Tokio (JAPANMARKT/fr) – Der Fukushima-Betreiber Tepco träumt vom Neustart seines ersten Atommeilers seit der Katastrophe. Unterdessen gerät der Stromkonzern vor Gericht in Erklärungsnöte.

Politische Hürden für Neustart

Die Atomaufsicht NRA hat die Prüfung von zwei Reaktoren im Tepco-AKW Kashiwazaki-Kariwa vorgezogen. Die zwei modernen Meiler dürften die neuen Sicherheitsvorschriften erfüllen. Die politischen Hürden sind höher: Der Gouverneur der Region ist ein scharfer Tepco-Kritiker (JAPANMARKT Online berichtete). Dafür ist der Bürgermeister von Kariwa auf Tepcos Seite. Damit hilft er seiner Familie: Die Zeitung Asahi enthüllte jetzt, dass die Firma seines Vaters 50 Tepco-Aufträge erhalten hat.

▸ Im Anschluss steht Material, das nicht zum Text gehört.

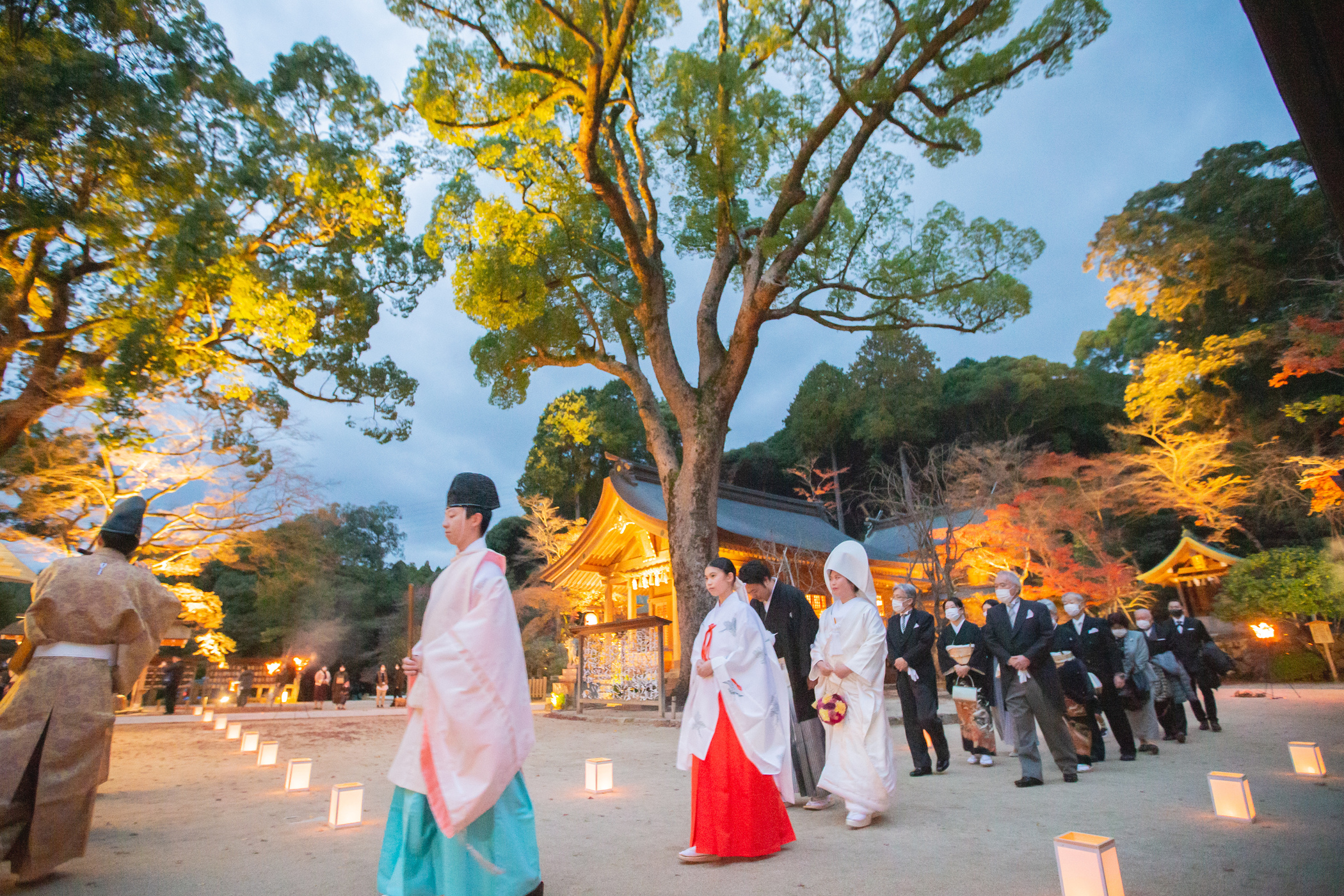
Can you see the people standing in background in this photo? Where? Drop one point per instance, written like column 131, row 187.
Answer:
column 734, row 734
column 172, row 682
column 321, row 688
column 245, row 683
column 1171, row 685
column 95, row 623
column 1139, row 683
column 910, row 636
column 788, row 616
column 850, row 660
column 1019, row 634
column 1089, row 639
column 381, row 687
column 340, row 688
column 1187, row 639
column 976, row 738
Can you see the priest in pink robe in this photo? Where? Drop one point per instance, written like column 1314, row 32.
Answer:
column 461, row 820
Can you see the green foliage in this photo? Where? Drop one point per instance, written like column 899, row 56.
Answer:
column 326, row 582
column 577, row 430
column 166, row 222
column 1299, row 666
column 1281, row 582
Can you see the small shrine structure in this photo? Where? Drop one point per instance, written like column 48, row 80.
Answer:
column 1195, row 570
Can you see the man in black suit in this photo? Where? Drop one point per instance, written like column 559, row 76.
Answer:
column 790, row 618
column 1019, row 634
column 1187, row 639
column 910, row 636
column 1091, row 640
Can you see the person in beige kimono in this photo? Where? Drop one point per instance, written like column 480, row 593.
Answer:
column 95, row 623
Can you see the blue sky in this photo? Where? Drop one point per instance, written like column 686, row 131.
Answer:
column 1141, row 105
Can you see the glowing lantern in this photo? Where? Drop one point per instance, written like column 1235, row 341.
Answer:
column 597, row 776
column 1087, row 865
column 298, row 776
column 347, row 808
column 1307, row 758
column 1231, row 796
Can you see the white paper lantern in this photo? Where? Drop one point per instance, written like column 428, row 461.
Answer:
column 1231, row 794
column 298, row 776
column 1087, row 865
column 597, row 776
column 347, row 808
column 1307, row 758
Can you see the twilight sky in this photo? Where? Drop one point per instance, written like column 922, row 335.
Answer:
column 1140, row 105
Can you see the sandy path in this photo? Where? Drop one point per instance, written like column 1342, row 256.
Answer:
column 184, row 813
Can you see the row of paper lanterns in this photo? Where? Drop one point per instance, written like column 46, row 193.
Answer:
column 1091, row 867
column 347, row 803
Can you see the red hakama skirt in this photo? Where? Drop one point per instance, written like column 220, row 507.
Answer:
column 735, row 810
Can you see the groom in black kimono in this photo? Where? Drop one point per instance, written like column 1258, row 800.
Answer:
column 794, row 622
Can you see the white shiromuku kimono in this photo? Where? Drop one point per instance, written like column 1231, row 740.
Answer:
column 755, row 688
column 859, row 765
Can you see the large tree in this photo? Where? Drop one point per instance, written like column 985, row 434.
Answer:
column 166, row 221
column 773, row 134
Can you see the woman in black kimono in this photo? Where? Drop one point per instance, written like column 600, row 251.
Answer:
column 977, row 731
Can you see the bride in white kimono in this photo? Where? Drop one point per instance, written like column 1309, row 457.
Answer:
column 850, row 659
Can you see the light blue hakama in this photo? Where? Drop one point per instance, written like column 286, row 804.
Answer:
column 495, row 856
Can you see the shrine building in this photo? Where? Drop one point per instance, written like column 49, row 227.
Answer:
column 621, row 563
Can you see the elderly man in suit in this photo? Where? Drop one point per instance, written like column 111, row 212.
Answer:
column 910, row 636
column 1019, row 633
column 794, row 622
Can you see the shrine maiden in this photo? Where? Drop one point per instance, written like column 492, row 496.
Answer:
column 735, row 731
column 850, row 659
column 95, row 623
column 461, row 821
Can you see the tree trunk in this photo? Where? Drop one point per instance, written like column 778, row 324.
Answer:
column 835, row 470
column 692, row 503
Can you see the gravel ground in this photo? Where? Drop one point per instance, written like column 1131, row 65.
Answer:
column 184, row 813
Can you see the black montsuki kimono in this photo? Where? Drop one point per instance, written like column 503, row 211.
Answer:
column 794, row 623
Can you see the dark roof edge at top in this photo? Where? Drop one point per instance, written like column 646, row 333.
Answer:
column 646, row 473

An der legalen Front hat der Konzern jedoch neue Probleme. Über 10.000 evakuierte Anwohner haben mindestens 20 Gerichtsklagen gegen Tepco angestrengt und verlangen teilweise 20 Millionen Yen (146.000 Euro) an Entschädigungszahlung. Die größte Sammelklage von über 4.000 Betroffenen der Fukushima-Katastrophe zielt erstmals darauf, Tepco Fahrlässigkeit bei der Katastrophen-Vorsorge nachzuweisen, als einfach nur den Schaden zu belegen und dafür einen finanziellen Ausgleich zu verlangen.

„Unvermeidbare“ Maßnahmen

Tepco argumentiert seit der Katastrophe damit, dass sich ein so schweres Erdbeben mit dem hohen Tsunami nicht vorhersehen ließ und man daher keine Verantwortung trage. Doch kürzlich hatte der Richter in diesem Verfahren Tepco dazu gezwungen, ein Papier mit dem Titel „Tsunami-Maßnahmen sind unvermeidbar“ vorzulegen, wie die Agentur Reuters berichtete. Der Bericht wurde für ein Treffen mit dem Chef des AKW Fukushima vorbereitet. Darin wird verlangt, dass man sich auf einen höheren Tsunami vorbereiten müsse.

Tepco hat die Bedeutung des Papiers heruntergespielt. Es bedeute nicht, dass es ein Tsunami-Risiko gegeben habe und dass bestimmte Gegenmaßnahmen als notwendig angenommen worden seien. Doch nach Ansicht der Klägeranwälte wird das Papier einen „wichtigen Einfluss“ auf die Klage haben. Das Gerichtsverfahren dürfte noch mindestens ein Jahr laufen. Die Kläger verlangen eine Entschädigung von 5,5 Billionen Yen (40 Milliarden Euro) von dem Konzern und den damaligen Verantwortlichen.

Für 2016 wird auch die Anklage gegen die drei damaligen Top-Manager von Tepco erwartet. Ein Laien-Komitee hatte die zuständige Staatsanwaltschaft dazu gezwungen, Anklage zu erheben. Die Staatsanwaltschaft hatte die Eröffnung eines Verfahrens zwei Mal abgelehnt, wurde jedoch von dem Bürgerkomitee überstimmt. Angesichts der mangelnden Klagebereitschaft der Justiz ist der Ausgang des Verfahrens allerdings ungewiss.